Nuestro hijo Javier se acerca después de la cena, con ojos vidriosos, y nos dice:

—Hoy me pusieron en penitencia y mañana tiene que ir alguno de ustedes a hablar con la directora o no me van a dejar entrar al aula.

De inmediato lo abrazo:

—No te preocupes hijo, mañana veremos. Algo que has hecho disgustó a tu maestra. Seguro que pasará.

Lo siento aliviado. Mira al papá buscando su sonrisa. El mayor, Sebastián, muestra su boletín con buenas notas. Roberto se lo firma y lo felicita por ser tan responsable a sus once años. A Matías, el más pequeño, le preocupa su viaje a Trelew. Irá a jugar un torneo de tenis con su amigo, el Rusito. Está ansioso. Es la primera vez que competirá y su papá es el elegido para acompañarlos en la aventura.

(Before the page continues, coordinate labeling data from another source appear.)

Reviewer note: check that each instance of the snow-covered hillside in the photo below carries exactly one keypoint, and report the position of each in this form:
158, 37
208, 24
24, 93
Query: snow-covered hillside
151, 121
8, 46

Antes de acostarme, los beso y les rasco unos minutos la cabeza a cada uno como mimo diario. Entonces sí voy a descansar satisfecha. Apago la luz de inmediato. El día ha sido largo. Me abrazo a Roberto y entre risas nos intriga lo que habrá hecho Javier en el colegio. Sabemos que será alguna picardía de niño.

2 de abril 1982

Suena el despertador. Son las seis de la mañana. Salto de la cama como de costumbre. Me envuelvo en la bata y bajo a la cocina, enchufo la pava eléctrica, y voy por mi ducha. Cuando salgo, cruzo el living y me detengo en el espejo. Es el único momento de intimidad real conmigo misma durante el día. Sonrío, guiño un ojo a mi imagen y sigo directo a preparar el desayuno. Saco el cuchillo serrucho del cajón de los cubiertos y corto las ocho rebanadas de pan. Coloco la primera tanda en la tostadora.